Ugarte María Dolores, Adin Aritz, Goicoa Tomás
Department of Statistics and Operations Research, Public University of Navarre, Spain Institute for Advanced Materials (InaMat), Public University of Navarre, Spain
Department of Statistics and Operations Research, Public University of Navarre, Spain Institute for Advanced Materials (InaMat), Public University of Navarre, Spain.
Stat Methods Med Res. 2016 Aug;25(4):1080-100. doi: 10.1177/0962280216660423.

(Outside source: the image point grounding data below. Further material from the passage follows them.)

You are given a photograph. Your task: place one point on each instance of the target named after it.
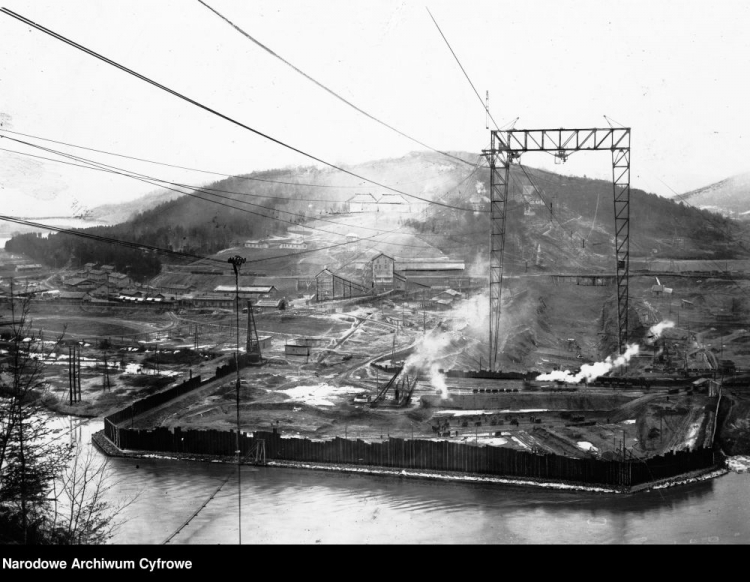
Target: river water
(298, 506)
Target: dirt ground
(545, 327)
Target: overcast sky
(676, 72)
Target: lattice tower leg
(621, 187)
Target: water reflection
(306, 507)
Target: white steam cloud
(655, 331)
(424, 359)
(591, 372)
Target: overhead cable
(215, 112)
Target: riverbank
(108, 448)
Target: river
(298, 506)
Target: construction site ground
(546, 327)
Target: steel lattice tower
(508, 145)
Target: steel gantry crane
(506, 146)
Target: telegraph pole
(236, 262)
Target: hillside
(124, 211)
(553, 221)
(264, 204)
(730, 197)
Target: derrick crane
(506, 146)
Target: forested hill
(575, 213)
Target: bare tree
(85, 513)
(50, 491)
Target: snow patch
(739, 464)
(586, 446)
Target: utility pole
(236, 262)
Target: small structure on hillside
(362, 203)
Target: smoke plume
(591, 372)
(655, 331)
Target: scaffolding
(507, 146)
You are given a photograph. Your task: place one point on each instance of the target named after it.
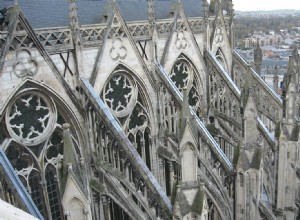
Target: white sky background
(256, 5)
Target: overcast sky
(254, 5)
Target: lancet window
(32, 138)
(124, 96)
(184, 75)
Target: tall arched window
(184, 76)
(34, 145)
(125, 98)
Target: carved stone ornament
(181, 42)
(120, 94)
(118, 51)
(25, 64)
(30, 118)
(219, 35)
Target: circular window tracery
(30, 118)
(120, 94)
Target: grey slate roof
(55, 13)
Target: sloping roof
(55, 13)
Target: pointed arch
(222, 59)
(41, 112)
(124, 93)
(185, 74)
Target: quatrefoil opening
(31, 118)
(181, 42)
(118, 51)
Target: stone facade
(144, 111)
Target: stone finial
(69, 157)
(73, 14)
(151, 14)
(258, 57)
(275, 80)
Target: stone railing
(12, 190)
(114, 153)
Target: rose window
(30, 118)
(120, 94)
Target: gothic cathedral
(130, 110)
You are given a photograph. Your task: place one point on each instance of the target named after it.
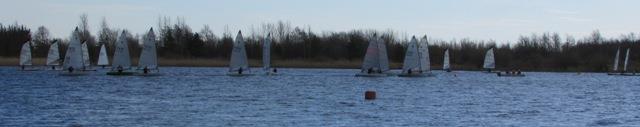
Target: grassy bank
(354, 64)
(4, 61)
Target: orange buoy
(369, 95)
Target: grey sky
(501, 20)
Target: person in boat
(120, 69)
(145, 70)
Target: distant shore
(217, 62)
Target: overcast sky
(501, 20)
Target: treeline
(540, 52)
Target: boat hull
(372, 75)
(148, 74)
(271, 74)
(77, 73)
(416, 75)
(510, 75)
(238, 75)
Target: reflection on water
(316, 97)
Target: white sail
(489, 61)
(423, 49)
(148, 57)
(103, 59)
(445, 63)
(266, 53)
(615, 61)
(238, 55)
(25, 55)
(53, 57)
(383, 59)
(376, 56)
(626, 60)
(85, 55)
(121, 56)
(411, 57)
(73, 56)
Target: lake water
(193, 96)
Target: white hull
(75, 73)
(29, 68)
(372, 75)
(238, 75)
(271, 73)
(416, 75)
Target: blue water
(316, 97)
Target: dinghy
(73, 61)
(266, 57)
(624, 68)
(416, 60)
(489, 62)
(53, 57)
(615, 64)
(239, 65)
(148, 63)
(103, 59)
(376, 62)
(445, 63)
(86, 62)
(511, 74)
(121, 60)
(25, 58)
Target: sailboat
(376, 62)
(626, 63)
(445, 63)
(266, 57)
(86, 62)
(489, 61)
(614, 70)
(73, 61)
(121, 60)
(239, 65)
(148, 62)
(416, 63)
(53, 57)
(103, 59)
(25, 58)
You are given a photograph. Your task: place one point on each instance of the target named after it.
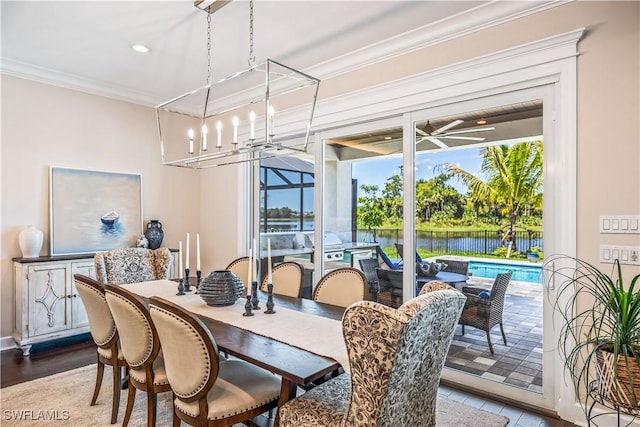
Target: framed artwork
(93, 211)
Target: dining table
(284, 343)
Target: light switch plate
(620, 224)
(629, 255)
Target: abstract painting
(93, 211)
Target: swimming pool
(521, 272)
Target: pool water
(521, 272)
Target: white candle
(235, 129)
(270, 280)
(219, 129)
(252, 123)
(205, 132)
(198, 251)
(180, 260)
(191, 135)
(186, 259)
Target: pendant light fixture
(263, 111)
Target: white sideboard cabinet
(47, 305)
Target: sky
(377, 171)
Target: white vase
(30, 240)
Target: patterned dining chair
(240, 267)
(287, 278)
(141, 349)
(131, 265)
(341, 287)
(207, 390)
(105, 335)
(396, 357)
(484, 308)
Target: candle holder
(247, 307)
(254, 296)
(180, 287)
(198, 279)
(270, 304)
(187, 285)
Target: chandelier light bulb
(205, 132)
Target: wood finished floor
(48, 359)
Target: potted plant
(599, 340)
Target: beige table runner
(309, 332)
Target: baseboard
(7, 343)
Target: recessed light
(140, 48)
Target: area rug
(63, 400)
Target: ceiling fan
(435, 135)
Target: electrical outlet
(629, 255)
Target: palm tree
(513, 178)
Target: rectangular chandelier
(263, 111)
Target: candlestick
(180, 260)
(252, 125)
(247, 307)
(180, 288)
(205, 132)
(254, 296)
(219, 129)
(270, 304)
(187, 285)
(198, 251)
(186, 259)
(235, 122)
(270, 275)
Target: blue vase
(154, 234)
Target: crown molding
(484, 16)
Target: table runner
(309, 332)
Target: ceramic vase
(221, 287)
(154, 234)
(30, 240)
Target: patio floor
(519, 363)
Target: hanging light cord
(252, 58)
(209, 49)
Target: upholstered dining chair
(240, 267)
(396, 357)
(208, 391)
(483, 309)
(369, 267)
(287, 277)
(131, 265)
(105, 335)
(341, 287)
(141, 349)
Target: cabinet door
(79, 317)
(48, 300)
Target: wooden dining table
(295, 365)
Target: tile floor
(519, 363)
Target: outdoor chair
(105, 335)
(483, 309)
(208, 391)
(390, 284)
(132, 265)
(287, 278)
(141, 349)
(341, 287)
(396, 359)
(369, 267)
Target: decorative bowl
(429, 269)
(221, 287)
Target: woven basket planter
(622, 387)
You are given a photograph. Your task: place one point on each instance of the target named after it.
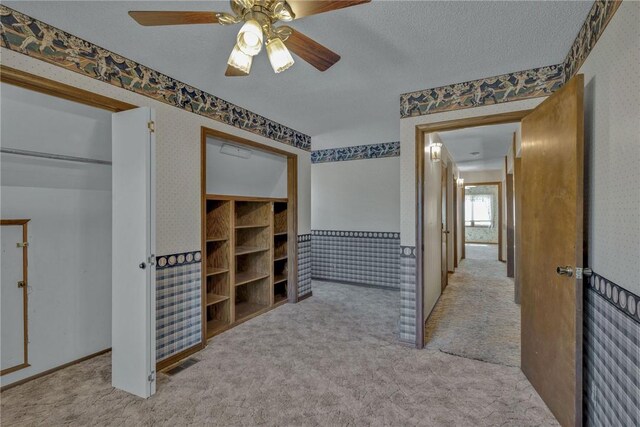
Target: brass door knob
(567, 270)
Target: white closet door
(133, 293)
(12, 297)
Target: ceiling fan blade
(311, 51)
(302, 8)
(234, 72)
(150, 18)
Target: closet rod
(52, 156)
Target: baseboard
(177, 358)
(363, 285)
(52, 370)
(304, 297)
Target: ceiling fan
(260, 18)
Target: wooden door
(552, 210)
(133, 271)
(445, 231)
(13, 296)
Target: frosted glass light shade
(436, 151)
(239, 60)
(279, 55)
(250, 38)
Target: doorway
(84, 179)
(548, 240)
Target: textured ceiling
(387, 48)
(491, 143)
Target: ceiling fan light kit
(259, 18)
(240, 60)
(279, 55)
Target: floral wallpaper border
(34, 38)
(491, 90)
(513, 86)
(599, 16)
(356, 152)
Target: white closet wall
(69, 205)
(261, 175)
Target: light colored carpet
(476, 316)
(331, 360)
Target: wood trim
(494, 119)
(203, 235)
(304, 297)
(421, 130)
(247, 142)
(292, 221)
(25, 294)
(455, 224)
(36, 83)
(171, 361)
(420, 159)
(292, 229)
(243, 198)
(57, 368)
(14, 221)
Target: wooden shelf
(251, 226)
(217, 239)
(214, 271)
(243, 250)
(246, 309)
(215, 299)
(215, 326)
(249, 276)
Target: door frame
(420, 142)
(25, 294)
(500, 216)
(54, 88)
(444, 221)
(292, 208)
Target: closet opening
(249, 230)
(62, 152)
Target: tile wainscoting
(611, 354)
(358, 257)
(408, 294)
(304, 265)
(178, 303)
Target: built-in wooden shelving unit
(246, 259)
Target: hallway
(476, 316)
(330, 360)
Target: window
(478, 210)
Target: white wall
(69, 205)
(261, 175)
(177, 157)
(356, 195)
(612, 149)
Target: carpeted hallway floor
(331, 360)
(476, 316)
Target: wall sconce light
(435, 151)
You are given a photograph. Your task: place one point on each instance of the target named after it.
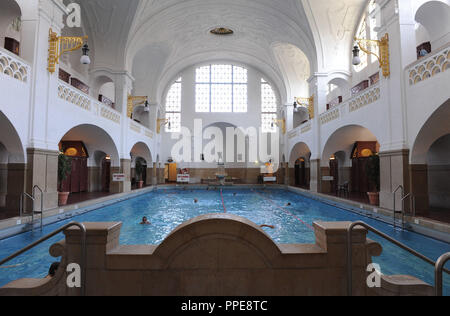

This work focuses on extending some classical spatio-temporal models in disease mapping. The objective is to present a family of flexible models to analyze real data naturally organized in two different levels of spatial aggregation like municipalities within health areas or provinces, or counties within states. Model fitting and inference will be carried out using integrated nested Laplace approximations. The performance of the new models compared to models including a single spatial random effect is assessed by simulation. Results show good behavior of the proposed two-level spatially structured models in terms of several criteria. Brain cancer mortality data in the municipalities of two regions in Spain will be analyzed using the new model proposals. It will be shown that a model with two-level spatial random effects overcomes the usual single-level models.
这项工作聚焦于扩展疾病映射中的一些经典时空模型。目的是提出一族灵活的模型,以分析自然地按两种不同空间聚合层次组织的实际数据,比如健康区域或省份内的直辖市,或州内的县。将使用集成嵌套拉普拉斯近似进行模型拟合和推断。通过模拟评估新模型与包含单个空间随机效应的模型相比的性能。结果表明,所提出的两级空间结构模型在几个标准方面表现良好。将使用新的模型建议分析西班牙两个地区直辖市的脑癌死亡率数据。结果将表明,具有两级空间随机效应的模型克服了常见的单级模型。